ブドウハゼの化粧品 りら高生が開発、販売

和歌山県紀美野町真国宮にある、りら創造芸術高校の生徒たちが、和ろうそくなどの良質な原料として、町内で広く栽培される「ブドウハゼ」のロウと、町木である「榧(かや)」を香料に使ったオーガニック化粧品「キノミノリ」を開発。100個限定で販売を始めた。生徒たちは「地域の産業を盛り上げられれば」と意気込んでいる。

ブドウハゼはハゼノキが突然変異した和歌山発祥の品種。果実が通常のハゼノキと比べて大きく、ブドウの房のように実ることから名付けられた。ハゼノキの果実から採れる木蝋(もくろう)は、和ろうそくやおしろいなどの原料となる。

戦前に県指定天然記念物となっていたが、再指定の申請がなく自動的に指定は解除されていた。2017年に同校の生徒が枯死したとされていた原木を発見し、20年1月に県天然記念物に再指定された。
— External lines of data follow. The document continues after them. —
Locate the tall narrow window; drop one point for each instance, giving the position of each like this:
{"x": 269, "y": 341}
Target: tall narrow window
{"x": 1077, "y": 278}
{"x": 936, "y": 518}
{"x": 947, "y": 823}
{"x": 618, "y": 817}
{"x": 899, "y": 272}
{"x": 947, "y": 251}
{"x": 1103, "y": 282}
地域おこしなどに取り組む同校の部活動「りらファクトリー」に所属する生徒らは「再指定を実現させた先輩たちが卒業し、このままでは、また忘れ去られてしまうのでは」と危機感を抱き、ブドウハゼの価値を高め活用できることはないか話し合い、化粧品の商品化を思い付いた。

実からの製蝋(せいろう)は、海南市の吉田製蝋所に依頼。同社は伝統的な製法で、天然のブドウハゼの素材を生かした最高品質の木蝋を生産している。化粧品として使用するには木蝋から不純物を取り除いた「白蝋(はくろう)」にする必要があり、今回、同社は、木蝋を約2カ月かけて天日干しする白蝋の生産を77年ぶりに復活させた。

完成した化粧品は、かんきつ系の香りで、肌に塗ってもべたつかないのが特徴。パッケージのイラストは生徒が担当。商品名は紀州・紀美野の「紀」と「木の実」から「キノミノリ」と名付けた。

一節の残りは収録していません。